The trend is illustrated by comparing what Washington spends on transfer payments and what it spends on investments.

Roughly three quarters of the federal budget consists of transfer payments — government programs designed to provide income (or pay bills) in cash or in kind to individuals and families.  The largest transfer programs are Social Security, Medicare and Medicaid, which together totaled $1.9 trillion in 2017.

Much less of the budget goes toward investments including physical improvements, research and development, education and training. This totaled $529 billion in 2017.

It wasn’t always that way. Fifty years ago, the federal government spent more on investments than on transfer payments. In 1967 investments amounted to 32 percent of the budget and transfers were at 28 percent.

By 2017, investment spending had plunged to 13 percent of the budget and transfer payments had ballooned to 72 percent. This dynamic means we are investing less in the productivity of the workforce even as we expect that workforce to bear the cost of rising transfer payments, which we are doing nothing to slow.

The trend is likely to worsen in the coming years because of demographics and the mechanics of the budget.

As noted, the largest transfer payments go for programs related to retirement and health care. These programs will grow in cost as the population ages and per capita health care costs continue to rise. Moreover, spending for these programs is considered “mandatory,” meaning that they grow automatically based on eligibility and payment formulas.

Investment spending, on the other hand, is concentrated in the “discretionary” portion of the budget, which is more sensitive to constraint because it must be approved each year through the congressional appropriations process.

This portion of the budget has borne the brunt of recent efforts to restrain spending.
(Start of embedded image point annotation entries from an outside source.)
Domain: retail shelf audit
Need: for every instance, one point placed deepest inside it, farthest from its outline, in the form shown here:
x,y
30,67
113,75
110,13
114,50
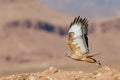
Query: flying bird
x,y
78,41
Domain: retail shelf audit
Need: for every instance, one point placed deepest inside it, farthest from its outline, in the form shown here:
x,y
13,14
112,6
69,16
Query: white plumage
x,y
79,30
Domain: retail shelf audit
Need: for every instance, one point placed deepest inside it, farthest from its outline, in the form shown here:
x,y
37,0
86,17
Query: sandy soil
x,y
104,73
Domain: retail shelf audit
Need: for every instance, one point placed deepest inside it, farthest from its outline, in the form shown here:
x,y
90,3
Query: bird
x,y
78,41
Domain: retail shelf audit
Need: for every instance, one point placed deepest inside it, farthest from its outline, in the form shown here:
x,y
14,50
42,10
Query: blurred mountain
x,y
91,9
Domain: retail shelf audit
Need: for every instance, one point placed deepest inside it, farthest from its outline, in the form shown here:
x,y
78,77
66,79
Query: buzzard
x,y
78,41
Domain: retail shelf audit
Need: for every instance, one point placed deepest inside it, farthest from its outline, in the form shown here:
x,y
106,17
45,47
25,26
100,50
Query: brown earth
x,y
104,73
33,37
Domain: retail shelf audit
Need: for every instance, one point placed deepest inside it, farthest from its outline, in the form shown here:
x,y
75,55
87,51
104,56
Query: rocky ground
x,y
104,73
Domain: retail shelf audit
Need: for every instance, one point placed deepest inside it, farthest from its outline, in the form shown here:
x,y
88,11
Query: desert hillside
x,y
104,73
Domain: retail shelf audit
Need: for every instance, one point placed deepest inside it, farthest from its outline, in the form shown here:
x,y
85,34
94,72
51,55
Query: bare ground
x,y
104,73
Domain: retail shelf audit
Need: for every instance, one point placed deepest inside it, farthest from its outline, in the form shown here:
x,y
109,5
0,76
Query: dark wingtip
x,y
79,20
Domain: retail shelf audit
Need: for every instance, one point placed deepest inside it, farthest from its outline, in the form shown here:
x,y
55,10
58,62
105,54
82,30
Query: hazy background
x,y
33,34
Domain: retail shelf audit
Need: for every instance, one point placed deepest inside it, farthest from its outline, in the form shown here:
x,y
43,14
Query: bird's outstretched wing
x,y
78,35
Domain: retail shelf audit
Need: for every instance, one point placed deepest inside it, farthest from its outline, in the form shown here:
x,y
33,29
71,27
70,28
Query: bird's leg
x,y
92,60
92,54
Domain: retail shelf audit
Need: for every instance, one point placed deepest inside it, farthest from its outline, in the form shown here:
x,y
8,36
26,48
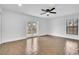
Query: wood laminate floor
x,y
48,45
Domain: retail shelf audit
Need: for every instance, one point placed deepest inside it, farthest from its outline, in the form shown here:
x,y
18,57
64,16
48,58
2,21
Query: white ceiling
x,y
35,9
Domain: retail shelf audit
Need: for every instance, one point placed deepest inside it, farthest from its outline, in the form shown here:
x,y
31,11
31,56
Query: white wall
x,y
58,26
0,28
14,25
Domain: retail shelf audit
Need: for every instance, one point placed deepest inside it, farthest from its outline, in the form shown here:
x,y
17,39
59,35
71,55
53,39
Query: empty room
x,y
39,29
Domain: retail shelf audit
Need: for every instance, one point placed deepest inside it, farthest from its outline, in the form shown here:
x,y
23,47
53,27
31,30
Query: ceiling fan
x,y
48,11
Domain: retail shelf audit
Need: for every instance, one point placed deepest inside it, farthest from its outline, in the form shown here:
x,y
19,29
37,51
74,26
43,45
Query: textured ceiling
x,y
35,9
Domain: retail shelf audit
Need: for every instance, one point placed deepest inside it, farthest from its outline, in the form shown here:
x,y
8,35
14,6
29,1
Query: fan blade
x,y
43,10
42,13
52,9
53,12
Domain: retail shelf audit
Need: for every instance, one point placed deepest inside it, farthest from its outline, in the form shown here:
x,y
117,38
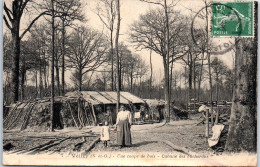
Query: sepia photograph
x,y
129,82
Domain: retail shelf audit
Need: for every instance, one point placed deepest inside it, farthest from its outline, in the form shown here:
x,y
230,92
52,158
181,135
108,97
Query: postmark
x,y
232,19
217,45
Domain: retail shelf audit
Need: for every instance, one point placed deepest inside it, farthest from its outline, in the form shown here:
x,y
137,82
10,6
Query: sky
x,y
130,12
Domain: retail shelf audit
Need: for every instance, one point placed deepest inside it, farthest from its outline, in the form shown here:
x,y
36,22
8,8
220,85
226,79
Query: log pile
x,y
34,115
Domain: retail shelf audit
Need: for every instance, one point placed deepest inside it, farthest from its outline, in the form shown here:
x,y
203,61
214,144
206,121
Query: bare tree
x,y
69,11
108,16
242,134
117,53
87,51
150,33
12,19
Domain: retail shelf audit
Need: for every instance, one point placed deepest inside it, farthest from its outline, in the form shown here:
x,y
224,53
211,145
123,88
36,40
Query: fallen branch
x,y
178,148
92,144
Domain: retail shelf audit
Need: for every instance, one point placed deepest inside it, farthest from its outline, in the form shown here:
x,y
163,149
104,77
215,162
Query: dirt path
x,y
149,138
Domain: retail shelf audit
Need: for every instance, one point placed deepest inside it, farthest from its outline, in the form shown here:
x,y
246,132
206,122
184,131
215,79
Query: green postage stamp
x,y
232,19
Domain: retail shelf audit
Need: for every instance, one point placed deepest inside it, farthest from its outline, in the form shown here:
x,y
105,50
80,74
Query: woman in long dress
x,y
123,124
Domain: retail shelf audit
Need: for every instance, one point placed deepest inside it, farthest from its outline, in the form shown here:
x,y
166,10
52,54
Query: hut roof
x,y
154,102
106,97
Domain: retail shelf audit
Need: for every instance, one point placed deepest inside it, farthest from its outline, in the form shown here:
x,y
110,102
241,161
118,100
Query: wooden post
x,y
207,124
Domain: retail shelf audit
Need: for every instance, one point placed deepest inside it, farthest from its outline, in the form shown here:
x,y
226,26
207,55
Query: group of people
x,y
123,128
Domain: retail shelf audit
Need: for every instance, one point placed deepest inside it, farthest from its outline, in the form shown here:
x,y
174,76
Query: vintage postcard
x,y
130,82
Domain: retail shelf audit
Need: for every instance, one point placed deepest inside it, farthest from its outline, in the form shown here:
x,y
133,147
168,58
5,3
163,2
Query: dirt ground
x,y
186,134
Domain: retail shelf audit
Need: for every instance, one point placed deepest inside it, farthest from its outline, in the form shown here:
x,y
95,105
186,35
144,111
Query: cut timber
x,y
178,148
26,118
94,115
72,115
10,113
92,144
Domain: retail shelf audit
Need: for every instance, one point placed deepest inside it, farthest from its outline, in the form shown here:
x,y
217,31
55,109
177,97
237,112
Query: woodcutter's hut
x,y
103,103
75,109
35,115
156,108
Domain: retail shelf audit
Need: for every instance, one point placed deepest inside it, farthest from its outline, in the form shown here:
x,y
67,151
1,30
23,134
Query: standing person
x,y
123,124
109,113
105,134
142,112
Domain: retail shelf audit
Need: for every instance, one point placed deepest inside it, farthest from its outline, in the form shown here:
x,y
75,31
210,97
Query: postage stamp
x,y
232,19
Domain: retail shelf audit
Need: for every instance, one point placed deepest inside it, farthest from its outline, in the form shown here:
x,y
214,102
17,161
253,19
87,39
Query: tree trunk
x,y
41,83
194,78
200,77
63,59
190,65
15,63
117,55
79,79
166,71
52,69
57,75
151,75
131,80
209,64
242,133
112,60
23,73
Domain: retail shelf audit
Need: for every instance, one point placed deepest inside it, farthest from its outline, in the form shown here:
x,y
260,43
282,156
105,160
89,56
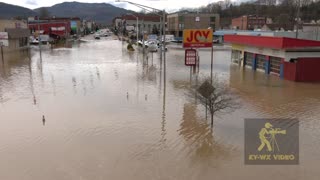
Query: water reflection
x,y
199,136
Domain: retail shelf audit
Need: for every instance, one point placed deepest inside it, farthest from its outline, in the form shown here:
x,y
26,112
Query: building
x,y
312,29
18,33
250,22
288,58
148,24
177,22
55,27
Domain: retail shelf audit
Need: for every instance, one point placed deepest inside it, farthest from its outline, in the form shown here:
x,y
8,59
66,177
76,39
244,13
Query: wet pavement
x,y
96,111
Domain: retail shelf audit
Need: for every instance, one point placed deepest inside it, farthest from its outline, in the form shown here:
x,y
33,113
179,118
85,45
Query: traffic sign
x,y
190,57
197,38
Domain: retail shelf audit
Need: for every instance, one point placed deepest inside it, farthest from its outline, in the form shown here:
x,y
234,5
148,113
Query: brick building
x,y
250,22
177,22
18,33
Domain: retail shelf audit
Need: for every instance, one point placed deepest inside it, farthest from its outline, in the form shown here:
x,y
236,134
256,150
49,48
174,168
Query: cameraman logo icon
x,y
269,141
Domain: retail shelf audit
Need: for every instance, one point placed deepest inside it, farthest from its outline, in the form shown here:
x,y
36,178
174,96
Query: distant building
x,y
250,22
55,27
149,24
177,22
18,33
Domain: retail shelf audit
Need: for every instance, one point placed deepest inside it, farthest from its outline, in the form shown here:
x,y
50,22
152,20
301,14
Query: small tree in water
x,y
216,97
The CBO projects that, under current law, discretionary spending will decline over the next decade to a much smaller percentage of the economy than it has averaged in the past.

Transfer programs are crucial for many families, but a budget composed overwhelmingly of transfers and little of investments does not provide the tools for sustainable, long-term economic growth.

Investment in physical and human capital is a key mechanism through which lawmakers can strengthen the economy and promote sustainable growth.

Such growth depends upon two primary factors: workforce expansion and higher productivity per worker. Workforce growth is projected to slow substantially in the years ahead as the huge baby boom generation continues to enter its retirement years. So, economic growth will be increasingly reliant on greater labor productivity to make up for at least a portion of the slowdown in the number of new workers. Current federal spending priorities, however, do not reflect this need.

Investment in physical and human capital is a key mechanism through which lawmakers can strengthen the economy and promote sustainable growth. Federal investments in education, infrastructure, basic science, and research and development, among other initiatives, played a central role in fostering the strong economic growth that the United States has experienced since World War II.

According to CBO, roughly half of nondefense discretionary spending from the 1980s onward has consisted of federal investments that have contributed to productivity growth. Consequently, “lower nondefense discretionary spending as a percentage of GDP would mean less federal investment, causing [productivity] to grow more slowly.”

For the United States to continue experiencing the robust economic growth it has enjoyed since World War II, the federal government must support investment by focusing its outlays on programs that maximize physical and human capital development. In addition, lawmakers must put key transfer programs on more sustainable paths to ensure their existence for future generations.

By increasing the sustainability of transfer spending and supporting federal investment, lawmakers can better prepare the nation for sustained long-term economic growth.

Robert L Bixby is Executive Director of The Concord Coalition.